LA TORMENTOSA VIDA DE UNA NIÑA MIMADA

Blanca Errázuriz, fotografía entre los años 1910-1915.
Blanca Errázuriz, fotografía entre los años 1910-1915.

Una noche de 1919 el cine Olimpo de Valparaíso estaba repleto de público expectante por ver la película La mujer y la Ley, filmada y estrenada un año antes en Estados Unidos. La cinta muda y en blanco y negro, dirigida por Raoul Walsh y protagonizada por Miriam Connors, Jack Cooper y Peggy Hopkins Joyce, narraba un episodio de la vida real, acaecido el 4 de agosto de 1917, cuando una mujer asesinó de cinco balazos a su ex marido. Este hecho pudo ser un crimen más si no hubiese sido porque ambos eran miembros de la más rancia aristocracia neoyorkina. Aunque los lugares en los que ocurrieron los hechos y los nombres de los verdaderos protagonistas fueron cambiados para la historia fílmica, en Chile todos sabían de quiénes se trataba.

La dama que cometió el crimen era la chilena Blanca Elena Errázuriz Vergara, nieta de don José Francisco Vergara, héroe de la Guerra del Pacífico, fundador de la ciudad de Viña del Mar y multimillonario.

¿Cómo se llegó a este fatal desenlace?

Blanca Errázuriz nació el 9 de abril de 1894 en Viña del Mar. Su padre, que se había casado con su madre en París, falleció de tuberculosis cuando ella era muy pequeña y su abuelo decidió que tenía que recibir una formación europea. La enviaron a educarse con las monjas de los Sagrados Corazones de Londres.

BlancaDeSaulles, de autor desconocido. Cass City Chronicle, Cass City, Michigan.
BlancaDeSaulles, de autor desconocido. Cass City Chronicle, Cass City, Michigan.

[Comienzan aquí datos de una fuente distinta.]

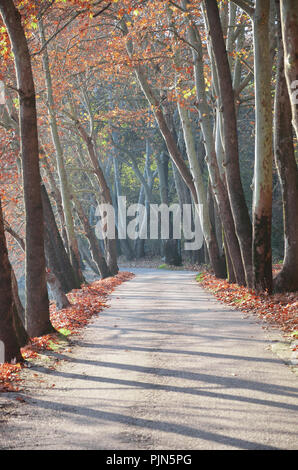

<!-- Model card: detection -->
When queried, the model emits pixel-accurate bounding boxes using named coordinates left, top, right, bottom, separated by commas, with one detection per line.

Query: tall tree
left=0, top=0, right=53, bottom=336
left=253, top=0, right=273, bottom=293
left=274, top=0, right=298, bottom=291
left=205, top=0, right=252, bottom=286
left=0, top=196, right=22, bottom=362
left=280, top=0, right=298, bottom=139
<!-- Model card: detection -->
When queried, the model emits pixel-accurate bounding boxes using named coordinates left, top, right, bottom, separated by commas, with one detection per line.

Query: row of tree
left=0, top=0, right=298, bottom=361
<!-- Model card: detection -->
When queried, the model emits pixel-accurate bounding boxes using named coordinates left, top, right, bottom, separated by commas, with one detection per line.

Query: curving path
left=0, top=269, right=298, bottom=450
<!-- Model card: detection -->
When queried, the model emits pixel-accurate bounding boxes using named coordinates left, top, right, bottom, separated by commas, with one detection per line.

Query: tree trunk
left=205, top=0, right=252, bottom=287
left=0, top=198, right=22, bottom=362
left=188, top=24, right=246, bottom=285
left=274, top=2, right=298, bottom=292
left=41, top=184, right=80, bottom=294
left=76, top=126, right=119, bottom=276
left=253, top=0, right=273, bottom=293
left=0, top=0, right=53, bottom=336
left=280, top=0, right=298, bottom=139
left=72, top=194, right=111, bottom=279
left=39, top=19, right=85, bottom=284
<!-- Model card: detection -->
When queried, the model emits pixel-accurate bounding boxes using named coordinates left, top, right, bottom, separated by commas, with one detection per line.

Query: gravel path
left=0, top=269, right=298, bottom=450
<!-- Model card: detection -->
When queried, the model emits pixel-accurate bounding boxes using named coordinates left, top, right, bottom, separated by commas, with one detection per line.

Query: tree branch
left=230, top=0, right=255, bottom=18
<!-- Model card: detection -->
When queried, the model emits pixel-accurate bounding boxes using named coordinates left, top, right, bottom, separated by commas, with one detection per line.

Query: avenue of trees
left=0, top=0, right=298, bottom=362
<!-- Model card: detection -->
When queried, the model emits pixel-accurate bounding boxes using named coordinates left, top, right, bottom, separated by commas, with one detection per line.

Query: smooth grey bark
left=205, top=0, right=253, bottom=287
left=252, top=0, right=273, bottom=293
left=0, top=0, right=53, bottom=336
left=0, top=196, right=22, bottom=362
left=280, top=0, right=298, bottom=139
left=274, top=1, right=298, bottom=292
left=39, top=18, right=85, bottom=284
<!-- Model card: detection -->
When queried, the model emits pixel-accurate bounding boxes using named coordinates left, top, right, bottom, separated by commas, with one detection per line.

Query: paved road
left=0, top=270, right=298, bottom=450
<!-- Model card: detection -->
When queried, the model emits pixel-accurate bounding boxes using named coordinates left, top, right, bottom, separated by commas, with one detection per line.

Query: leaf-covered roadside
left=0, top=271, right=134, bottom=393
left=196, top=272, right=298, bottom=338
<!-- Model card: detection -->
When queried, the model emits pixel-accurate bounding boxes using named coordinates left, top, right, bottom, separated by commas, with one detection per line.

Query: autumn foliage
left=0, top=271, right=134, bottom=392
left=197, top=272, right=298, bottom=334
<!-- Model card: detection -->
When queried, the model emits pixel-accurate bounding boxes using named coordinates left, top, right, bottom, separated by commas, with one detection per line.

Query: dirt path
left=0, top=269, right=298, bottom=450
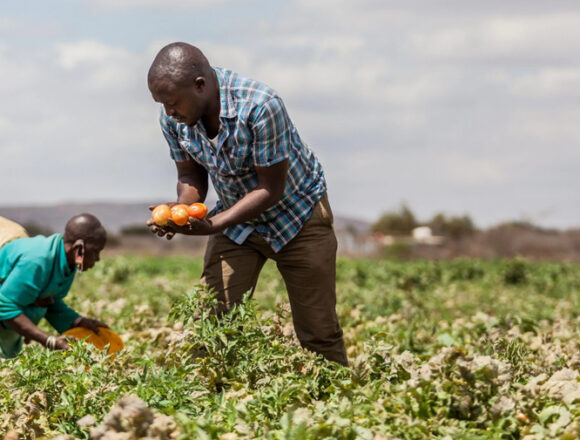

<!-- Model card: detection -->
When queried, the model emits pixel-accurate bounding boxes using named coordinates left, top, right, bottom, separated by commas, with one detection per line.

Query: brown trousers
left=201, top=194, right=348, bottom=365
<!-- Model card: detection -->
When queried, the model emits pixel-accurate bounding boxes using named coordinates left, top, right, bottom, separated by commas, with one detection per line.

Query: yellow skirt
left=0, top=217, right=28, bottom=247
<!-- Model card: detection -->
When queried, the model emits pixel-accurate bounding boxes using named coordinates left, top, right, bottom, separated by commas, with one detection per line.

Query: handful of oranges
left=151, top=203, right=207, bottom=226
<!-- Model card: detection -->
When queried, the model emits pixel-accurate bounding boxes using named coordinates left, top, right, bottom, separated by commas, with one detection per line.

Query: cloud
left=0, top=0, right=580, bottom=229
left=92, top=0, right=234, bottom=10
left=411, top=12, right=580, bottom=63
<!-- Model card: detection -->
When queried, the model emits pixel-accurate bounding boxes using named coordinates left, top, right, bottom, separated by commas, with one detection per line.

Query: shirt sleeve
left=252, top=97, right=291, bottom=167
left=44, top=299, right=80, bottom=333
left=0, top=258, right=46, bottom=321
left=159, top=108, right=187, bottom=162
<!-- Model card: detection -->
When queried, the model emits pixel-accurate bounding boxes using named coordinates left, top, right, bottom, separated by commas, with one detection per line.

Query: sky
left=0, top=0, right=580, bottom=228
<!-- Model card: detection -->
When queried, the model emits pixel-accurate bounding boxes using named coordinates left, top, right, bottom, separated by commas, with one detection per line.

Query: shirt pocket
left=218, top=147, right=252, bottom=177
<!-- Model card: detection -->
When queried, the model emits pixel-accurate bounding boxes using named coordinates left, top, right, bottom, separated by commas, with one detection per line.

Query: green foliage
left=0, top=256, right=580, bottom=440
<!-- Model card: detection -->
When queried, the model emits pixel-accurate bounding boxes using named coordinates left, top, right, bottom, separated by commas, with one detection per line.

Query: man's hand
left=54, top=336, right=74, bottom=350
left=147, top=202, right=177, bottom=240
left=73, top=316, right=109, bottom=334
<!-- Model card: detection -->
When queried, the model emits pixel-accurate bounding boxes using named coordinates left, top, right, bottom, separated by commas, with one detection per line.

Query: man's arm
left=161, top=159, right=289, bottom=235
left=175, top=159, right=208, bottom=205
left=4, top=313, right=68, bottom=350
left=209, top=159, right=289, bottom=233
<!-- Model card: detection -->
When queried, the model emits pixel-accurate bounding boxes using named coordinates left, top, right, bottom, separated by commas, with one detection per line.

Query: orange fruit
left=151, top=205, right=171, bottom=226
left=171, top=204, right=189, bottom=226
left=63, top=327, right=125, bottom=360
left=187, top=203, right=207, bottom=220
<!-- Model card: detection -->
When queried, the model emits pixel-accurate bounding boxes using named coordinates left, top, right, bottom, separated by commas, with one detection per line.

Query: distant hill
left=0, top=201, right=370, bottom=234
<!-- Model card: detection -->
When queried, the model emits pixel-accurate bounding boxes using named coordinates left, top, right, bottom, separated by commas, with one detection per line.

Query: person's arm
left=204, top=159, right=288, bottom=230
left=4, top=313, right=68, bottom=350
left=175, top=159, right=208, bottom=205
left=156, top=97, right=292, bottom=239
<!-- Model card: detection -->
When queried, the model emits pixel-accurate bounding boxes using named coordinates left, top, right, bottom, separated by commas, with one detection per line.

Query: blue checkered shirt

En 1910, durante un viaje de vacaciones que hizo a su país, conoció al magnate norteamericano John Longer de Saulles, quien viajó a Chile para comprar caballos de polo, deporte que practicaba y para el que mantenía un importante haras, del que vendía cabalgaduras a otros deportistas.

Blanca se enamoró perdidamente de este hombre quince años mayor y vanos fueron los esfuerzos que hicieron su madre y su abuelo para evitar que este matrimonio se concretara. La niña mimada salió con la suya y el 14 de abril de 1911 se casaron en París, para radicarse en Nueva York después de la luna de miel.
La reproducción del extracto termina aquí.